The potential of a third adjuvated formulation was noted with respect to RBD-nanoparticles (RBD-NPs) [56] composed of multimeric RBD displayed on a protein scaffold of 60 subunits of the self-assembling bacterial protein lumazine synthase [57]. By screening multiple adjuvant formulations with RBD-NP we found that a squalene-based oil-in-water (O/W) emulsion with carbohydrate fatty acid monosulphate derivative (O/W:CMS) [58, 59], enhanced anti-RBD serum Ab titers and SARS-CoV-2 cross-neutralizing titers in both young adult and aged mice. OIW:CMS-adjuvanted RBD-NP vaccine elicited the highest concentrations of anti-RBD IgG Abs amplifying both anti-RBD IgG1 and IgG2a titers, and potent inhibition of RBD binding to hACE2 and SARS-CoV-2 neutralization. Immunization of aged mice resulted in lower anti-RBD Ab titers compared to young mice [56].

As the rollout of various and competing adjuvanted SARS-CoV vaccine formulations continues, including lipid nanoparticle–mRNA (LNP–mRNA) based vaccines, which have inherent, if understudied adjuvanticity properties [60], it will be become increasing important to benchmark each licensed and approved product against each other.
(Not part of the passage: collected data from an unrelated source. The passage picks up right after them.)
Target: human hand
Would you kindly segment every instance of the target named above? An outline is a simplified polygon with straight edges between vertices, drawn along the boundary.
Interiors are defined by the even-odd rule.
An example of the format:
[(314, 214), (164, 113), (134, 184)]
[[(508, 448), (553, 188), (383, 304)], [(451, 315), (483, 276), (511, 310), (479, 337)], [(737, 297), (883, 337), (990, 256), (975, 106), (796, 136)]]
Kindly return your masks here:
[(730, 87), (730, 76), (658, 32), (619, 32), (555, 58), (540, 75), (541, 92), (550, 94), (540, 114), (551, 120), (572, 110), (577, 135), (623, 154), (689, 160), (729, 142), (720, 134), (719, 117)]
Ongoing questions to naturally arise will include: which vaccine class(es) induces the desired long lived durability [52, 61], which support Ab affinity maturation [62], T-cell mediated immunity, including B -cell germinal-center maturation [52], epitope broadening for variant protection [55], immunologically distinct vulnerable populations and what can be learned from comparing and contrasting cellular and molecular pathways that underly effective adjuvanticity [63]. Overall, head-to-head adjuvant comparison demonstrates that precision adjuvantation can overcome poor immunogenicity of RBD/spike proteins and immunosenescence, supporting our approach for discovery of a scalable, affordable, and safe SARS-CoV-2 vaccine suitable for older adults. Ultimately, the potential benefits arising from such research and innovation can only be fully utilized if they are backed by promotion of vaccine confidence [64]. Such an effort will be augmented by thoughtful and transparent engagement of the lay public regarding how the latest vaccine science is aimed at generating safe and effective precision vaccines [65].